La goûteuse d’Hitler traînait sobrement dans ma PAL* depuis des mois. Il m’arrive souvent d’acheter compulsivement un tas de livres et arrivée chez moi, de les délaisser pour en lire d’autres. En fait, ce livre m’attirait et me rebutait en même temps. Envie de l'acheter, mais pas envie de m’y attaquer. Envie de sujets légers. Bref, je reculais le moment. Et puis il a bien fallu me rendre à l’évidence, ma pal s’est vite amincie alors je m’y suis collée. Et bien, je ne le regrette pas.

* = pile à lire, acronyme découvert sur bookstagram et intégré rapidement à mon vocabulaire par mimétisme béat

De quoi s'agit-il ?

1943. Rosa quitte Berlin sous les bombes pour se réfugier à Gross-Partsch, où vivent ses beaux parents. Son mari, Gregor, ingénieur devenu soldat de la Wehrmacht, est parti sur le front de l’Est repousser le vilain bolchevik, en promettant gentiment de revenir pour Noël. 

Il se trouve que le village en question jouxte la Tanière du Loup, le QG d’Adolf Hitler. Le Führer, claquemuré et obsédé par l’idée qu’on puisse l’empoisonner, fait recruter dix femmes qui lui serviront de goûteuses. Rosa est enrôlée de force. Elle est ramassée par les soldats zélés tous les jours pour aller déguster les plats destinés au chef suprême (qui serait devenu végétarien - apprend-on au détour d’une phrase -  par amour immodéré des bêtes ...).

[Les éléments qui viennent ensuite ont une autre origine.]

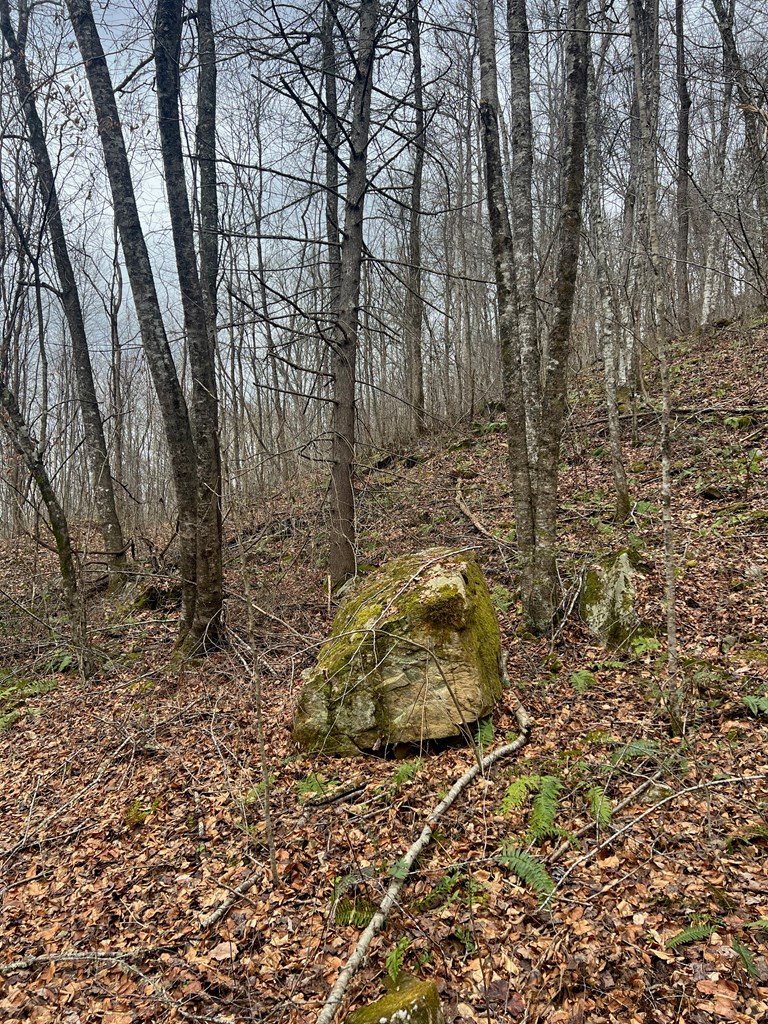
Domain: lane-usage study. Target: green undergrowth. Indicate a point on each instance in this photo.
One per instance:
(14, 692)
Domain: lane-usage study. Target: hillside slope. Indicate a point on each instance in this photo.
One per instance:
(131, 808)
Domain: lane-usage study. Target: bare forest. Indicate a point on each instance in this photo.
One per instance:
(290, 292)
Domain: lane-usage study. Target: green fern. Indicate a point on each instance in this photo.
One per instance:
(395, 958)
(406, 772)
(599, 806)
(688, 935)
(748, 961)
(758, 706)
(356, 911)
(542, 824)
(517, 792)
(758, 834)
(634, 750)
(582, 680)
(530, 871)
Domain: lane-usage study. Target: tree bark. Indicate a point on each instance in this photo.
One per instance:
(545, 587)
(660, 320)
(18, 432)
(414, 311)
(196, 300)
(521, 137)
(167, 386)
(607, 334)
(342, 562)
(97, 459)
(506, 292)
(753, 129)
(683, 161)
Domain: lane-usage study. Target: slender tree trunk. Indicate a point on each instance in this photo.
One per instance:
(683, 204)
(196, 299)
(506, 292)
(167, 386)
(342, 557)
(659, 320)
(206, 153)
(95, 444)
(715, 232)
(607, 334)
(521, 137)
(19, 435)
(414, 312)
(545, 589)
(753, 130)
(333, 141)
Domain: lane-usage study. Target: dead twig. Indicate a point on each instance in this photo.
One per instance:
(401, 869)
(737, 779)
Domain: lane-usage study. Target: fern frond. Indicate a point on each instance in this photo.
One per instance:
(353, 911)
(599, 806)
(634, 750)
(517, 792)
(542, 824)
(396, 956)
(530, 871)
(748, 961)
(688, 935)
(758, 706)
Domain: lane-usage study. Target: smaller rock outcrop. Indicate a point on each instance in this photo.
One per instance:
(608, 599)
(414, 654)
(411, 1001)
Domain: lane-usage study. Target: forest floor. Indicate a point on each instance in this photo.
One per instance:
(131, 806)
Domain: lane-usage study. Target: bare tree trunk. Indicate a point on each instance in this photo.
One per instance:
(607, 334)
(342, 557)
(659, 321)
(207, 624)
(545, 588)
(95, 444)
(414, 312)
(167, 386)
(715, 232)
(753, 131)
(506, 292)
(521, 137)
(683, 208)
(17, 431)
(206, 153)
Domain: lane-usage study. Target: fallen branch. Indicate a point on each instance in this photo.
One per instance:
(654, 807)
(401, 868)
(461, 502)
(223, 908)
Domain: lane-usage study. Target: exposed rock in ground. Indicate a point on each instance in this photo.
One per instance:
(411, 1001)
(608, 599)
(414, 654)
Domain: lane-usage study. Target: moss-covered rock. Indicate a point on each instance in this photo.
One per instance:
(608, 598)
(411, 1001)
(414, 654)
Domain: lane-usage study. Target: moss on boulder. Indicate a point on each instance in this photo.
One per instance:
(411, 1001)
(414, 654)
(608, 599)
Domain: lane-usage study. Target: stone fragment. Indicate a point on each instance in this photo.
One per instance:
(414, 654)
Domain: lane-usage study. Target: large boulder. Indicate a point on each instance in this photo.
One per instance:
(608, 599)
(414, 654)
(410, 1001)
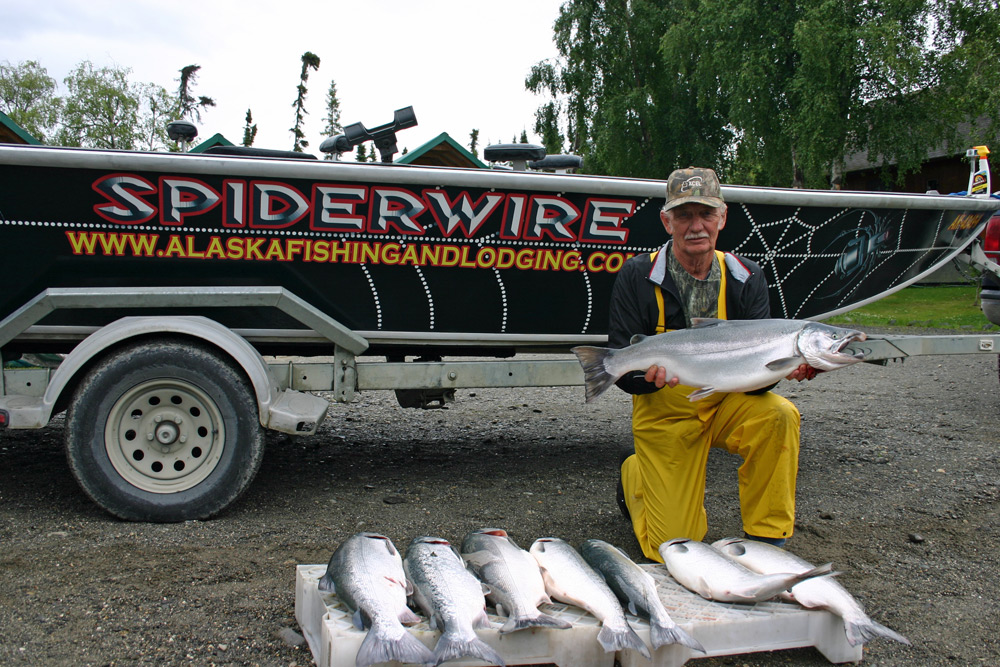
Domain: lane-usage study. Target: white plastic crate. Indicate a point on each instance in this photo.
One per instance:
(722, 628)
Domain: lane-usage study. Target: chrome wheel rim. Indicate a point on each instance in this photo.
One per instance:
(164, 436)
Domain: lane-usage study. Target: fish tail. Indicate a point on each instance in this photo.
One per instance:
(452, 647)
(515, 623)
(326, 584)
(864, 630)
(617, 639)
(377, 648)
(596, 379)
(662, 635)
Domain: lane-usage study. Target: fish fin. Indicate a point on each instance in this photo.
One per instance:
(515, 623)
(482, 621)
(477, 559)
(824, 570)
(663, 635)
(784, 363)
(451, 647)
(702, 588)
(622, 638)
(407, 617)
(865, 629)
(375, 649)
(701, 393)
(596, 379)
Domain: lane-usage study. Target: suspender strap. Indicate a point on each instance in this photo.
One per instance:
(661, 321)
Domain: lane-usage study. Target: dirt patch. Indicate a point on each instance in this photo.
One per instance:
(898, 486)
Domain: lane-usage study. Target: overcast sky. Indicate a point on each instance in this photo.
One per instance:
(460, 63)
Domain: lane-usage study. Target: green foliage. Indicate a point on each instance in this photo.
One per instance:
(249, 130)
(943, 307)
(189, 106)
(101, 110)
(624, 111)
(773, 93)
(474, 143)
(332, 127)
(547, 127)
(309, 61)
(27, 96)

Nous suivons son quotidien, fait de peur, de résignation et d’instinct de survie, ainsi que l’évolution chaotique de ses relations avec les neuf autres enrôlées.

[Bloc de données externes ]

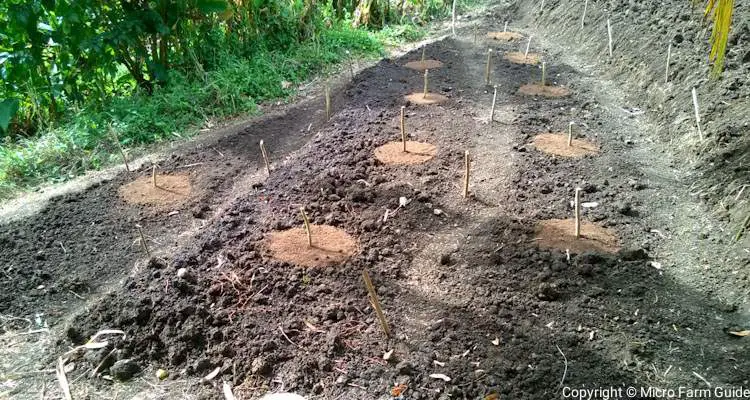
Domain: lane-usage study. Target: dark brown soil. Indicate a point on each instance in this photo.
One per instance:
(392, 153)
(331, 246)
(557, 144)
(423, 65)
(466, 288)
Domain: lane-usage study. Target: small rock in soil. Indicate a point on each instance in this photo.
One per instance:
(123, 370)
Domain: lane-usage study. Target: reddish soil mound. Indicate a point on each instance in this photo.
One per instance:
(421, 99)
(331, 246)
(392, 153)
(557, 144)
(505, 36)
(423, 65)
(559, 234)
(517, 57)
(546, 90)
(170, 189)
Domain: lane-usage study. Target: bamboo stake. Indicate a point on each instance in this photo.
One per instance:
(487, 68)
(578, 213)
(306, 222)
(669, 56)
(609, 33)
(376, 303)
(328, 101)
(467, 166)
(583, 17)
(122, 152)
(697, 114)
(570, 133)
(528, 45)
(403, 128)
(453, 25)
(143, 241)
(264, 153)
(494, 98)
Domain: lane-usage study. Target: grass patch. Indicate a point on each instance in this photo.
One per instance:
(83, 140)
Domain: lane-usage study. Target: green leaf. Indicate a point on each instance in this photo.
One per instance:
(212, 6)
(8, 109)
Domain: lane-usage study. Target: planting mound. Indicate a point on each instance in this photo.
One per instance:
(546, 90)
(559, 234)
(331, 246)
(170, 189)
(392, 153)
(505, 36)
(518, 57)
(421, 99)
(557, 144)
(423, 65)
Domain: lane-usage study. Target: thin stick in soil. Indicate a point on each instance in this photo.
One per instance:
(578, 213)
(122, 152)
(492, 110)
(697, 114)
(426, 72)
(403, 128)
(143, 241)
(669, 59)
(583, 16)
(570, 133)
(487, 68)
(528, 46)
(264, 153)
(609, 33)
(306, 222)
(467, 167)
(328, 101)
(376, 303)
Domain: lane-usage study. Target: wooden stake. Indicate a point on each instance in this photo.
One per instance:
(528, 45)
(697, 114)
(467, 162)
(669, 57)
(487, 68)
(143, 241)
(570, 133)
(578, 213)
(403, 128)
(583, 16)
(307, 226)
(122, 152)
(453, 25)
(609, 33)
(372, 294)
(265, 157)
(494, 98)
(328, 101)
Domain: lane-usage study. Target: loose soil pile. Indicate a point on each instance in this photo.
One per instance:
(557, 144)
(392, 153)
(331, 246)
(559, 234)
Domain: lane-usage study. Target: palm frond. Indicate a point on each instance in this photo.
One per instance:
(721, 10)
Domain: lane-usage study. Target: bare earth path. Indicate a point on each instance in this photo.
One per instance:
(466, 289)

La capacité d'adaptation est la principale ressource des êtres humains, mais plus je m'adaptais et moins je me sentais humaine.

Ce que j’en pense

Le roman est bien construit, il se déroule avec fluidité. On suit avec intérêt le cheminement confus d’une femme allemande, prise au piège d’un régime autoritaire qu’elle ne soutient pas, mais qu’elle ne combat pas non plus. Une bonne Allemande dévouée par naissance à la cause, et qui va subir les évènements en tentant de trouver un sens à ce qui n’en a pas. Elle avalera les plats, malgré la peur d’en mourir, malgré le dégoût, malgré les nausées. Avec toujours la pensée obsédante que grâce à ce travail, elle a la chance d’avoir le ventre plein alors que tant d’autres n’ont plus rien à manger. La culpabilisation est un puissant levier d’acceptation. Rosa se soumet.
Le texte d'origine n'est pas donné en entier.